A review by WHO of 166 reports of streptococcal A infections and necrotising fasciitis made between 1989 and 1993 appears to support the view of some scientists that the bacterium is becoming more virulent. A spokesman for WHO said: 'Most of the more recent ones (reports) are recording an increase (in cases and deaths).' Precise figures were not available but death rates range from single figures to 48 per cent. A genetic change may be responsible for the increased virulence, or a viral infection of the bacterium.

The latest British victims include a man aged 43 who died in Cardiff Royal Infirmary on 1 May and Margaret Buxton, 59, who died in Bognor Regis, West Sussex, last month. James Anderson, 57, from Andover, died in the Royal Hampshire County Hospital in March, and a woman in her 60s died in the same hospital last month.
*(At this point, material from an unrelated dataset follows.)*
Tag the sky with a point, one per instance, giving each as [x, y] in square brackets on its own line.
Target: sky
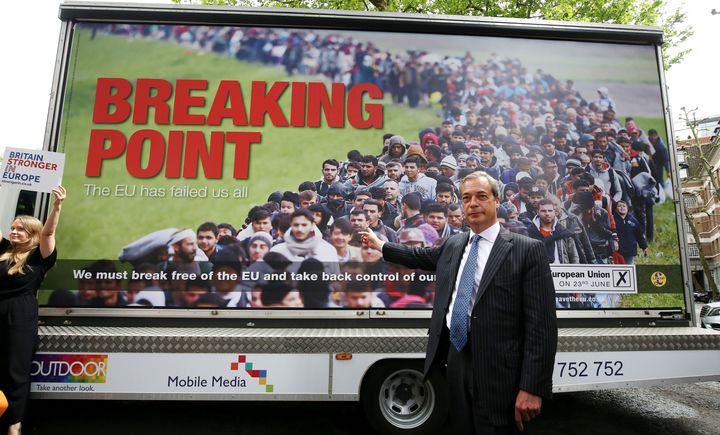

Two cases yet to be confirmed are Pamela Cunningham, 25, of Bathgate, West Lothian, who died in February, and an elderly patient who died in Devon last month.

Meanwhile the seventh member of the Gloucester cluster - six definite cases and one suspected - was 'critical but stable' in an isolation ward at Gloucester Royal Infirmary last night.

About a fifth of all cases of necrotising fasciitis are caused by Group A streptococci, and a mixture of different bacteria is responsible for the rest. An average of 10 or fewer cases of necrotising fasciitis linked to streptococcal A are expected each year.